Faces In The Crowd: Jonathan Johnson
June 19, 2007
By Wes Skipwith, Texas Tech Athletic Media Relations
Former Texas Tech track star Jonathan Johnson is quickly becoming America's next hope for a medal in the 800m at the 2008 Olympics in Beijing.
Johnson ran track for the Red Raiders from 2002-2005. During his time in Lubbock, the Abilene native established himself as the greatest male track athlete Tech has ever known. He was named All-American nine times and received 16 all-conference awards including four Big 12 Championships. In 2004, Johnson became Tech's only male national champion and, after finishing first in the 800m at the Olympic Trials with a personal and school record of 1:44.77, he became Tech's only male Olympian. His time at the trials earned him a number one ranking in the United States by Track and Field News and was the fastest time by an American that year. He ended up finishing eighth in the semifinals at the 2004 Olympics in Athens.
"The experience (at the Olympics) made me grow up real quickly," Johnson said. "You have the whole world looking at you. It's hard to express the actual feeling because it means so much because you are representing the whole U.S. and you're representing everything you ever worked for and ever stood for. For me, I represented my family, friends, school, my fans, and all of the people who always have been by my side. There are not any words that can explain the feeling of competing in the Olympics; you just have to experience it to understand." In 2005, he helped lead the Red Raiders to the Big 12 Outdoor Championship, the first track and field team title for Texas Tech. Johnson said all of his individual accomplishments he earned while at Texas Tech were very special to him but what he remembers the most was what his teammates and he accomplished.
"If I had to pick the moment at Tech that meant the most to me, it would be winning the Big 12 championship as a team," he said. "To be a part of the first team Big 12 Championship it was just that more special to me because it was a team effort and that is what we always worked towards. When I first went to Tech, no body ever gave us a chance. But coaches, faculty and everyone around Tech loved and supported us. Now Texas Tech is on the national scene. For me to take part in that and be apart of Tech's history, it has meant a lot to me"

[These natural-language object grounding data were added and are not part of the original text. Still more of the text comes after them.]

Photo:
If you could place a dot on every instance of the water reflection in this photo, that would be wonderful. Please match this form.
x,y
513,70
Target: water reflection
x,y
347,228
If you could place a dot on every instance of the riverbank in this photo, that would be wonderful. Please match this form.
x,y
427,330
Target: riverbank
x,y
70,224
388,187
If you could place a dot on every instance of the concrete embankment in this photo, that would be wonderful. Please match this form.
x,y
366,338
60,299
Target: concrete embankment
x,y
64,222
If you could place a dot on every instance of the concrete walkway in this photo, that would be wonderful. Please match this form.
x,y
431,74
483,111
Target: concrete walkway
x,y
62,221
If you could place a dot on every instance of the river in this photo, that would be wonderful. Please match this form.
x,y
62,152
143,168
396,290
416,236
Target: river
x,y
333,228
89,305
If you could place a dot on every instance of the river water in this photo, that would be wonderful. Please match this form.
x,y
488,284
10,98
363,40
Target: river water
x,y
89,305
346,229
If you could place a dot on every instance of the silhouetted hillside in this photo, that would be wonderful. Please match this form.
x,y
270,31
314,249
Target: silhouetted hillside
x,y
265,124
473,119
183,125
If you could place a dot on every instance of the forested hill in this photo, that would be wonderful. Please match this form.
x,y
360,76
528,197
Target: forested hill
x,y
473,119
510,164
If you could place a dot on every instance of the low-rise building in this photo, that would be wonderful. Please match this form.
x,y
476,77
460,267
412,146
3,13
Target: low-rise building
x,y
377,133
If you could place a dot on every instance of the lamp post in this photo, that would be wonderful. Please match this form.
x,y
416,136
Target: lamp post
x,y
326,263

In 2006, Johnson began his professional track career after signing with Team Reebok. In his first professional track season last year, he finished with a No. 5 ranking in the United States in the 800m by T&FN. Johnson is still with Team Reebok and currently resides near Orlando where he is training for the upcoming U.S. Outdoor Track and Field Championships in June. If he makes the national team there then he will go on to the World Championships in August. Johnson, who is currently ranked 46th in the world in the 800m, also hopes to crack the top 10 before the year is over.
"I believe I can make the finals at the World Championships and I believe I can be in contention to win a medal. In order to move up in ranking, I have to get in the right races and face the right competition. That is my main goal this year."

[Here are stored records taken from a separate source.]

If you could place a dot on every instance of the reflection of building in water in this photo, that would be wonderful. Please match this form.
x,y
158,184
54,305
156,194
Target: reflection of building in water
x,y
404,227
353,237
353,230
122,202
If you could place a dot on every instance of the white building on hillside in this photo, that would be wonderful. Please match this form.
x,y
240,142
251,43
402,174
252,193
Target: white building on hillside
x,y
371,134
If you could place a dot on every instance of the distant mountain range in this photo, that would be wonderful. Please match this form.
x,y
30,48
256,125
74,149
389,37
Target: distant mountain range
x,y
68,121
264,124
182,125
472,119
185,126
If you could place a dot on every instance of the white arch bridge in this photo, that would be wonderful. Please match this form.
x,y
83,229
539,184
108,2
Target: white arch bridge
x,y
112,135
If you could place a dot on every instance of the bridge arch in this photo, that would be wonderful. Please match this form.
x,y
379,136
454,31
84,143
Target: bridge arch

If Johnson can accomplish all of these goals then he will be in a good position when the 2008 Summer Olympics come around. He said his ultimate goal for his career would be to win a medal at the Olympics and everything he does is geared towards that.
"That is something that hasn't been done in a while for an American in the 800m. For me to do that would be something special and I'm really going to work hard to do that. I'm definitely on the right track. I'm as focused as I have ever been. There are only three medalists at the Olympic Games, so that's three out of the whole world. I know that I have to take care of business and I have to do everything that I can right now and put the work in to be right where I want to be."
Johnson is currently single and spends all most all of his free time in training. He said he still keeps in touch with his former Tech track coach Wes Kittley.
"Me and Coach Kittley have a great relationship," Johnson said. "If there is anything that he can do for me he'll do it, if there is anything that I can do for him then I will do it. I talk to coach a lot and some time he'll give me advice on some things."
Johnson said he wants to continue running professionally for as long as he can. He said if he keeps devoting all of his time to training and running, he sees himself only getting better from here on out.
"As long as I'm happy doing this sport, as long as I'm injury free and as long as things are working in my favor, I see myself competing for a very long time," Johnson said. "I feel like I have another eight to 10 years. In my event, the older you get the stronger you get. I haven't really even reached my peak yet. I still have a few years."